RDC: l'ONU dénonce les entraves à ses enquêtes sur la répression du 31 décembre

Le 31 décembre 2017, des Congolais ont manifesté pour demander au président Kabila de ne pas briguer un nouveau mandat à la présidence de la RDC. Une élection présidentielle est prévue en décembre 2018.
© John WESSELS / AFP

Le haut-commissariat des Nations unies aux droits de l'homme dénonce des entraves dans son travail de monitoring (surveillance et supervision) en République démocratique du Congo. Depuis août dernier, ses équipes n'auraient plus accès aux morgues, aux hôpitaux et aux centres de détention, ce qui ne permet pas de donner un véritable bilan de la répression des marches du dimanche 31 décembre 2017. Des restrictions normales selon le porte-parole du gouvernement, Lambert Mendé, en raison de la nature des enquêtes qui concernent un «dossier criminel en cours d'instruction».

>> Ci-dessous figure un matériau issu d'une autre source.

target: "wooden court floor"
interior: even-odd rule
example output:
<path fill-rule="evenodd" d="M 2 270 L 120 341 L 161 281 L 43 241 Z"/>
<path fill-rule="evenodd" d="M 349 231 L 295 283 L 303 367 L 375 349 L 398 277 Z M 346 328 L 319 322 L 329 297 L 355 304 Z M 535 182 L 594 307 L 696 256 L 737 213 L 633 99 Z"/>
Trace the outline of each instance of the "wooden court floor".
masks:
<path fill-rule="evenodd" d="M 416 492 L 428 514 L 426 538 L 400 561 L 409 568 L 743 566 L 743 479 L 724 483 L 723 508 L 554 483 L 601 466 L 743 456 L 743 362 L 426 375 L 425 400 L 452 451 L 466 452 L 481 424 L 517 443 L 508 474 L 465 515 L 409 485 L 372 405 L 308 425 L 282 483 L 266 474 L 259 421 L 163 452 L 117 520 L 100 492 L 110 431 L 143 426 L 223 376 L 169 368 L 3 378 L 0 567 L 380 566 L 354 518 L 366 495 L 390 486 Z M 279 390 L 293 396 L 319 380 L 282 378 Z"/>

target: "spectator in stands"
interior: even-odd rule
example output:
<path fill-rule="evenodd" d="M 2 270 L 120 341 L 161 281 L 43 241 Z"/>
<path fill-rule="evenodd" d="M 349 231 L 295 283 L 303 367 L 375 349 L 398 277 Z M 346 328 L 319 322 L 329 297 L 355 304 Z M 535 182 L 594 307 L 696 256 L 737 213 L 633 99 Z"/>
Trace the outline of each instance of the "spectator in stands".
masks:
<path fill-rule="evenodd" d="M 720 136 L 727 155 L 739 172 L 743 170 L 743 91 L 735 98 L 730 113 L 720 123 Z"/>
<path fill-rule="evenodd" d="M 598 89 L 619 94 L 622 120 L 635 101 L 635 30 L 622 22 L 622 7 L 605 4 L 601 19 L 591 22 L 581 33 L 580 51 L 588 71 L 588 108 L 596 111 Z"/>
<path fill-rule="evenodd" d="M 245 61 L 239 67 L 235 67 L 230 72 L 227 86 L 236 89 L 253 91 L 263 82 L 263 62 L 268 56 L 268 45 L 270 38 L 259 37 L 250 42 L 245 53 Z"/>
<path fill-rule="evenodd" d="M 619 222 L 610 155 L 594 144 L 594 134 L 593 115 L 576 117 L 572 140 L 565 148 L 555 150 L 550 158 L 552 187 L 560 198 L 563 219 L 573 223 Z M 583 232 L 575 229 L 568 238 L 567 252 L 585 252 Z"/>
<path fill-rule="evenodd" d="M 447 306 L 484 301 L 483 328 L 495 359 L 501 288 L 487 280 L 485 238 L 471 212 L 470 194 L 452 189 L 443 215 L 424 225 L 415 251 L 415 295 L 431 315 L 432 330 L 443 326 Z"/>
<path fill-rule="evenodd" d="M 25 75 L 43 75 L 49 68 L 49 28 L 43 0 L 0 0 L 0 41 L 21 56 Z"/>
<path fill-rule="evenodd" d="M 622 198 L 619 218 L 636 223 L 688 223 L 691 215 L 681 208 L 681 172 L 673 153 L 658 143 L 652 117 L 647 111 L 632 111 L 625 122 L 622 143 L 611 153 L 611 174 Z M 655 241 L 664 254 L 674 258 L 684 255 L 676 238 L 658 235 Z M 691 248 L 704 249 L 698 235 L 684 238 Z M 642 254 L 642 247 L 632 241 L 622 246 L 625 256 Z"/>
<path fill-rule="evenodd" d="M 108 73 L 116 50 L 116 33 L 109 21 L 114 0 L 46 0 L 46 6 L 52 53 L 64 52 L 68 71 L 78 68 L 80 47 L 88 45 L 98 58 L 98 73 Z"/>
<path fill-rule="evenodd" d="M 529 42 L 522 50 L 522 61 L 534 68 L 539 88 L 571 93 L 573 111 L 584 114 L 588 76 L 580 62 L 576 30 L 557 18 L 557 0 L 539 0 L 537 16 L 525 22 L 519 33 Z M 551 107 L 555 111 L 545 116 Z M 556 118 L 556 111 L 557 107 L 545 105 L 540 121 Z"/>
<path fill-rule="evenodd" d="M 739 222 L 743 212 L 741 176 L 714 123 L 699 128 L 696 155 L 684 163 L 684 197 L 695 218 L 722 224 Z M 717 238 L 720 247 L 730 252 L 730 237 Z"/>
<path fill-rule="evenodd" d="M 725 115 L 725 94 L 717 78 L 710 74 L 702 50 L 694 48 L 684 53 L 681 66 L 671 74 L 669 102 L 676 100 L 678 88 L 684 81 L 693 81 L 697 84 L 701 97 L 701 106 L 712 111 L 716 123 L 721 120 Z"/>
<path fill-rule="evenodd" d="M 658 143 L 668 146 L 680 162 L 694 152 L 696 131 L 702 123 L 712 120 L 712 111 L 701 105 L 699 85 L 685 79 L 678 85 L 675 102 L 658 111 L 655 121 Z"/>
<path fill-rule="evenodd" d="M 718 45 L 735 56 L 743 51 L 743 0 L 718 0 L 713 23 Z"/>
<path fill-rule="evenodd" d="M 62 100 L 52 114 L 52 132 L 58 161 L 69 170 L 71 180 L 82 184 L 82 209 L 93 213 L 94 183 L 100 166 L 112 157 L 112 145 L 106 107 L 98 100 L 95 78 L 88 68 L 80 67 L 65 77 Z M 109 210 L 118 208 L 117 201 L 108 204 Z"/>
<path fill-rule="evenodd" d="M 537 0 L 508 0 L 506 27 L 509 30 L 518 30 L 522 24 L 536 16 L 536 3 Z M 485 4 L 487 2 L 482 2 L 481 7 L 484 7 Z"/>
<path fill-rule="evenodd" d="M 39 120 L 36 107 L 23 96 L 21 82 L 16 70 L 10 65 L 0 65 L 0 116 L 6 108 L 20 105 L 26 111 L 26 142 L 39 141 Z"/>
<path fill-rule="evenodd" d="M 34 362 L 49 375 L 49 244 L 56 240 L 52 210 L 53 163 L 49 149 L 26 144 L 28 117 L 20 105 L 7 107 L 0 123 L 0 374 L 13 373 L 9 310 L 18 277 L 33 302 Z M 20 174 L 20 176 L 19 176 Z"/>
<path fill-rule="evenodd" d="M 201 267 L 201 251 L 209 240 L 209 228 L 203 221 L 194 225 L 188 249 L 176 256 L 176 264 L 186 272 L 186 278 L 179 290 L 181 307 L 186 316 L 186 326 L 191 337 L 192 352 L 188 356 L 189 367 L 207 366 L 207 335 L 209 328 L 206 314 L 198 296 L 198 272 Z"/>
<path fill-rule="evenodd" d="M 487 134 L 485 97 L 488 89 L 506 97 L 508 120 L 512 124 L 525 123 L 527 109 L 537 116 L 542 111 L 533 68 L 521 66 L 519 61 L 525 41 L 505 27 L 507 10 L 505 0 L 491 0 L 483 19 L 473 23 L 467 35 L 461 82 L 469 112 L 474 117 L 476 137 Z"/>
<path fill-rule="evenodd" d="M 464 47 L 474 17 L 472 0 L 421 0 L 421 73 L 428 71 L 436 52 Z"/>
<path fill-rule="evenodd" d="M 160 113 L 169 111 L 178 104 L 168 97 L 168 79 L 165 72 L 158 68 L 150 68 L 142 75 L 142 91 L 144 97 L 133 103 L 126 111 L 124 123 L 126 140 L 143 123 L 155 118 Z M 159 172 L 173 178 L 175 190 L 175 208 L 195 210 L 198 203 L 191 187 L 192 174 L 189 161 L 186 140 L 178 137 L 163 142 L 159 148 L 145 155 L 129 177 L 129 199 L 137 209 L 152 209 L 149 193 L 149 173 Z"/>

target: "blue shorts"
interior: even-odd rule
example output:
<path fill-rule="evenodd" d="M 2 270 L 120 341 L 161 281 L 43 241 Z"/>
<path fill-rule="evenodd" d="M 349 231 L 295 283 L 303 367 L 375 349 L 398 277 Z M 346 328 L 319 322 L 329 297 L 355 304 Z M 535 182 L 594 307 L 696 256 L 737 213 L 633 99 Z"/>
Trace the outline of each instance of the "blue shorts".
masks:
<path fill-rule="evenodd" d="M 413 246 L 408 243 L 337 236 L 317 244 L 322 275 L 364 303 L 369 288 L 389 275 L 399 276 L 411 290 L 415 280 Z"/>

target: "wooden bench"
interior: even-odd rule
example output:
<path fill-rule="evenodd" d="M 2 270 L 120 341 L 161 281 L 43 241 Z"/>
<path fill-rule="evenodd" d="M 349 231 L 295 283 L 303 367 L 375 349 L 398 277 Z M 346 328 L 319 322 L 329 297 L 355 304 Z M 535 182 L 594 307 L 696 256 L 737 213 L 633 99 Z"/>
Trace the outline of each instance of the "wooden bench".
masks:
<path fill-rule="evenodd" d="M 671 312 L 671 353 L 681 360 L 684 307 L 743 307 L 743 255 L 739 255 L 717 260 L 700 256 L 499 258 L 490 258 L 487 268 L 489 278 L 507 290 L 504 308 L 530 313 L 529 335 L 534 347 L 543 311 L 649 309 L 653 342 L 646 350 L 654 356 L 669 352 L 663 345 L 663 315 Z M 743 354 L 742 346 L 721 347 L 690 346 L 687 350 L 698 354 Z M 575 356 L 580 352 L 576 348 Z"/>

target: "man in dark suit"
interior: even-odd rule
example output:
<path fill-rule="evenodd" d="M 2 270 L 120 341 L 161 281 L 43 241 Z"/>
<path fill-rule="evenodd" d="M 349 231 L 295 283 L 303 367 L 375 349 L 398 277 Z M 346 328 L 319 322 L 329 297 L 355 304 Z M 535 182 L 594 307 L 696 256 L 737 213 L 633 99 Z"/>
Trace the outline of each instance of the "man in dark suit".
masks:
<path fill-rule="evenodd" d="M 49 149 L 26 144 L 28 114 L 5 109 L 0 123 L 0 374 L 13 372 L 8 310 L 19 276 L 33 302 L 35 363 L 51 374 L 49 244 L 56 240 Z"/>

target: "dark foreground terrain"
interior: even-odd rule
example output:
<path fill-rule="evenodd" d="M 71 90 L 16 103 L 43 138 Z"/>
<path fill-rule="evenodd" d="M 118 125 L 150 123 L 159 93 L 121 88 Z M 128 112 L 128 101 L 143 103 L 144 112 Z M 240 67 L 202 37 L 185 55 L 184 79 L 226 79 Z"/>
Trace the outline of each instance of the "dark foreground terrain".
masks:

Selon le haut-commissariat, la répression des marches du dimanche 31 décembre 2017 aurait fait -pour l'instant- au moins 5 morts, 92 blessés et au moins 180 personnes arrêtées. Mais on est sans doute très loin du compte.

« Nous pensons que les chiffres des victimes des manifestations du 31 décembre pourraient être plus élevés, explique à RFI Elizabeth Thornell, l'une des porte-paroles du haut-commissariat. Nous n’avons pas d’information plus exacte, car nos collègues sur le terrain se sont vus refuser l’accès aux morgues, hôpitaux et aux centres de détention et ont été chassés de certains sites par les forces de défense et de sécurité.

Ce n’est pas la première fois que nos collègues se voient refuser l’accès, depuis des années nous avons eu des entraves, mais depuis août de l’année dernière la situation est devenue plus grave. Nous sommes extrêmement préoccupés parce que c’est contre une résolution du Conseil de sécurité de mars 2017 qui engage le gouvernement à faciliter l’accès des membres du bureau conjoint des Nations unies aux centres de détention, hôpitaux et aux morgues, pour recueillir des informations sur les violations des droits de l’homme... C’est aussi contre le protocole d’accord que le bureau de droit de l’homme a signé avec le gouvernement congolais. »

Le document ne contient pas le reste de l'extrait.